Installation

Installing binary wheel from PyPI

If you are running a Linux system and are only interested in non GPU-enabled build, you can install binary wheel from PyPI as usual:

pip install ising

Unfortunately, we cannot provide GPU-enabled binary wheel due to a manylinux PEP-513 policy, as it is impossible to build ising on CentOS 5.

Building from source

If you are not running Linux and/or are interested in a GPU-enabled build, you need to build ising from source. The process is simple and requires running a single command. We highly recommend using virtual environment instead of installing the package into the global scope.

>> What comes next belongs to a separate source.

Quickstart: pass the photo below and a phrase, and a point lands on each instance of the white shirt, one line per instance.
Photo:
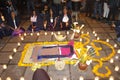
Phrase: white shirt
(65, 18)
(33, 19)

Note that otherwise installing the package may require root privileges.

Prerequisites

To build ising you need the following:

  • Virtually any C and C++ compiler,
  • A Fortran compiler. The build script supports PGI, Intel, and gfortran compilers.
  • Working CUDA toolkit. For CPU based implementation only its thrust library with OMP_DEVICE_BACKEND is used, but nvcc is still required for compiling sources. You can get around this requirement and use your local installation of thrust if you use GNU fortran compiler.
  • numpy Python package installed in the same environment as is used to run the build process.
  • Python development headers.

In addition, to build a GPU-enabled version you need PGI CUDA Fortran. Our package was tested against CUDA 9.2 and CUDA 10.0.

Building and installing

To build the ising package download its source code and run install.py script as follows:

python install.py --fcompiler=<fortran_compiler> [--usecuda]

where <fortran_compiler> is one of pgi, intel, gfortran. The --usecuda switch can be used to enable GPU support. Note that --usecuda requires --fcompiler=pgi.

The script should take care of building extensions and installing package, so after running the above command ising package should be ready to use.